November 3, 2003
EXCELLENCE:
A Cultural Scorecard Says West Is Ahead (EMILY EAKIN, 10/25/03, NY Times)
Published on Oct. 21 by HarperCollins and accompanied by a publicity release optimistically anointing it "his most ambitious and controversial work yet," Human Accomplishment: The Pursuit of Excellence in the Arts and Sciences, 800 B.C. to 1950 is well timed to stir debate. At a moment of considerable East-West tension, when the phrase "clash of civilizations" has rarely had greater currency, [Charles] Murray has issued what he says is a mathematically precise global assessment of human achievement, a "résumé" of the species in which Europeans like Shakespeare, Beethoven and Einstein predominate and in which Christianity stands out as a crucial spur to excellence. Equally provocative, he maintains that the rate of Western accomplishment is currently in decline."As I write, it appears Europe's run is over," he asserts. "In another few hundred years, books will probably be exploring the reasons why some completely different part of the world became the locus of great human accomplishment. Now is a good time to stand back in admiration. What the human species is today it owes in astonishing degree to what was accomplished in just half a dozen centuries by the peoples of one small portion of the northwestern Eurasian land mass."
Mr. Murray, a senior fellow at the American Enterprise Institute, a Washington think tank, says touting Western superiority is not his goal. He notes that he began work on the book six years ago, well before the current conflict in Iraq, and that as a former Peace Corps worker in Thailand who was married for 14 years to a Thai Buddhist, he has great respect for Eastern cultures. He says he conceived of the book as an exercise in "honest multiculturalism."

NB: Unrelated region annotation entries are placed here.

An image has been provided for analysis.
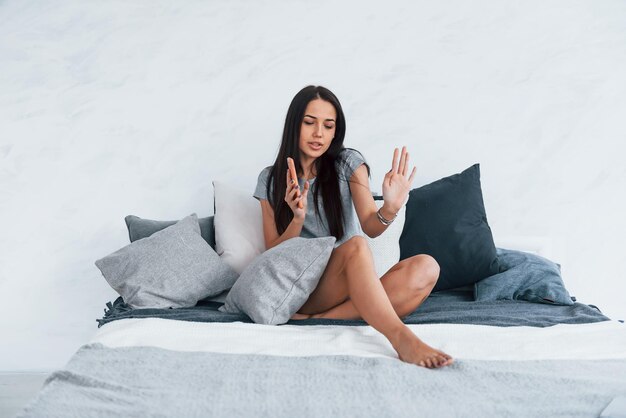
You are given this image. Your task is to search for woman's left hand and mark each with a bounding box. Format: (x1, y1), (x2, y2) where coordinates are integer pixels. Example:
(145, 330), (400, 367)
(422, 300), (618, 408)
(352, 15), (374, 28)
(383, 146), (417, 214)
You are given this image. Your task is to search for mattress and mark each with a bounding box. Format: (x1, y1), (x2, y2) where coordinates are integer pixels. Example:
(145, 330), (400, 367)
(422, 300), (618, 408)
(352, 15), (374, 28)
(19, 292), (626, 417)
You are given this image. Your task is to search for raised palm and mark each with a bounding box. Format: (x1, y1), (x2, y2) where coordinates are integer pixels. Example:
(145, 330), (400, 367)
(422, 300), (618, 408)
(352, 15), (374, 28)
(383, 146), (417, 213)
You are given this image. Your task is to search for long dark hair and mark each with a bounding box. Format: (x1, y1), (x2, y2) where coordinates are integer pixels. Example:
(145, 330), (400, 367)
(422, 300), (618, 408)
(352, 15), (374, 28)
(266, 86), (370, 240)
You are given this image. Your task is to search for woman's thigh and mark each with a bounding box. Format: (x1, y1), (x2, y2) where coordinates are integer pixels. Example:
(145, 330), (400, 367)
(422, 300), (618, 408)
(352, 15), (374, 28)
(298, 239), (355, 314)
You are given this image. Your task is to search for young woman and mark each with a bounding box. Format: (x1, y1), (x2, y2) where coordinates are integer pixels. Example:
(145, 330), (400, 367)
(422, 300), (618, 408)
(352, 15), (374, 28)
(254, 86), (453, 368)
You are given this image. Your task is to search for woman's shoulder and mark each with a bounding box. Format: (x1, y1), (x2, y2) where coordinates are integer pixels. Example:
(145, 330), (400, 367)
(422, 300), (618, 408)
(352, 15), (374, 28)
(258, 165), (273, 183)
(337, 148), (365, 163)
(336, 148), (367, 178)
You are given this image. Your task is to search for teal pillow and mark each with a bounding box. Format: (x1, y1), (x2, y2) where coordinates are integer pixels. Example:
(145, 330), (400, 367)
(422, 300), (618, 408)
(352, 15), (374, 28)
(474, 248), (574, 305)
(400, 164), (499, 292)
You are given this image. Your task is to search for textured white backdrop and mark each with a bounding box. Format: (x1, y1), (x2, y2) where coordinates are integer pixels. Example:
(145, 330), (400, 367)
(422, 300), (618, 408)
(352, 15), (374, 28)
(0, 0), (626, 370)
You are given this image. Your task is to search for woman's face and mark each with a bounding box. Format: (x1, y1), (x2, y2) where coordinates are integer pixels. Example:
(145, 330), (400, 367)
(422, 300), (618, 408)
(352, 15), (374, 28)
(300, 99), (337, 159)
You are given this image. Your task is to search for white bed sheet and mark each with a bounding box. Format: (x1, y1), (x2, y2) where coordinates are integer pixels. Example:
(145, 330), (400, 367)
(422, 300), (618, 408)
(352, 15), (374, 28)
(90, 318), (626, 361)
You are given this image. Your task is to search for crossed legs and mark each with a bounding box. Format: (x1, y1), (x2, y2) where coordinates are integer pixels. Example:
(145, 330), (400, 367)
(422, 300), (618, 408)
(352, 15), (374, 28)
(294, 236), (452, 367)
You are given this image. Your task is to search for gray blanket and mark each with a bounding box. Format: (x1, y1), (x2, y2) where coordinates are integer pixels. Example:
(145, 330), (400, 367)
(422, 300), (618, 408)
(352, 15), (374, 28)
(97, 291), (609, 327)
(19, 344), (626, 418)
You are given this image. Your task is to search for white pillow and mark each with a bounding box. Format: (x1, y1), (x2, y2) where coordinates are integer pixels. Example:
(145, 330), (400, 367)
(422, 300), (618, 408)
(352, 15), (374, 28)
(363, 200), (406, 278)
(213, 180), (265, 274)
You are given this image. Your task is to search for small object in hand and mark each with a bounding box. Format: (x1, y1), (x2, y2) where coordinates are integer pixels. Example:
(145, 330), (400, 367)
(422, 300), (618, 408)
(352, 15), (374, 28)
(287, 157), (304, 209)
(376, 208), (398, 225)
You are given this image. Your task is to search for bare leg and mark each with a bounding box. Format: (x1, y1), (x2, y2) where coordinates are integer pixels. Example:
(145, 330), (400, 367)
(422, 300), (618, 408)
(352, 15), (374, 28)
(294, 236), (452, 368)
(306, 255), (439, 319)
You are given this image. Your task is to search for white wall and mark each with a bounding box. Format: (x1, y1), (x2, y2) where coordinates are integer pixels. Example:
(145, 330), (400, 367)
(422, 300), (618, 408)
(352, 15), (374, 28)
(0, 0), (626, 370)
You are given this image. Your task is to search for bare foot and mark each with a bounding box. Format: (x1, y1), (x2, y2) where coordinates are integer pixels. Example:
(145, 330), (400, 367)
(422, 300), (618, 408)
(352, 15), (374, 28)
(390, 327), (454, 369)
(291, 312), (313, 320)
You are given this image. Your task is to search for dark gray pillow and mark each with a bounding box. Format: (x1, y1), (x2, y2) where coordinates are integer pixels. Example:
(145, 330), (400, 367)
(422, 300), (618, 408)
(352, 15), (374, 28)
(95, 213), (238, 308)
(400, 164), (499, 292)
(474, 248), (574, 305)
(219, 236), (335, 325)
(124, 215), (215, 249)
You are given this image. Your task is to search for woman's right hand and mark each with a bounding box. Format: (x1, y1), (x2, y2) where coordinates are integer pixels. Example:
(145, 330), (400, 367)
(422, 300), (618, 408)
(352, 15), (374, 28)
(285, 170), (309, 221)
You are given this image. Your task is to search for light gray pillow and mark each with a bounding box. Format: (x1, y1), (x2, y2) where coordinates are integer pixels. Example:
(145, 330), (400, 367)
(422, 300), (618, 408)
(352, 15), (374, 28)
(219, 236), (335, 325)
(95, 213), (238, 308)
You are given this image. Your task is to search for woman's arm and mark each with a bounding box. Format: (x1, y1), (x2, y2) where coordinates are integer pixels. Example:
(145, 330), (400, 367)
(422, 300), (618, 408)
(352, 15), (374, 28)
(260, 199), (304, 250)
(350, 164), (397, 238)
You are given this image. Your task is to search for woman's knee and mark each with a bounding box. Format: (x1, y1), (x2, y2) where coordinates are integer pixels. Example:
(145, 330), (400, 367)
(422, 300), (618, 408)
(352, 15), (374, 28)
(403, 254), (440, 292)
(341, 235), (370, 259)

"I thought that in this regard I would come out saying, `Look, I'm not being politically correct when I say that China, Japan and some other places have made incredible contributions to human world culture,' " he said. "And I still say that, but it is also true that I was surprised by the extent to which Europe dominated."
Do we really need mathematical measures to tell us that the Judeo-Christian West is the main source of human accomplishment or that Europe is no longer a part of that West? Posted by Orrin Judd at November 3, 2003 8:39 AM
Well, OJ, I wondered how long it would take you to seize upon this article (I read it last week), as it supports every point you have made in the past few years! Note that Murray is agnostic...
Quantification is almost always useful, as people have in mind fuzzy concepts such as 'a little' 'some' or 'a lot', and can be surprised, dismayed, or impressed by the actual numbers.
Posted by: Bruce Cleaver at November 3, 2003 1:13 PMSorry I'm so slow, but I was on vacation last week. When you see one like that, please, please, e-mail it to me.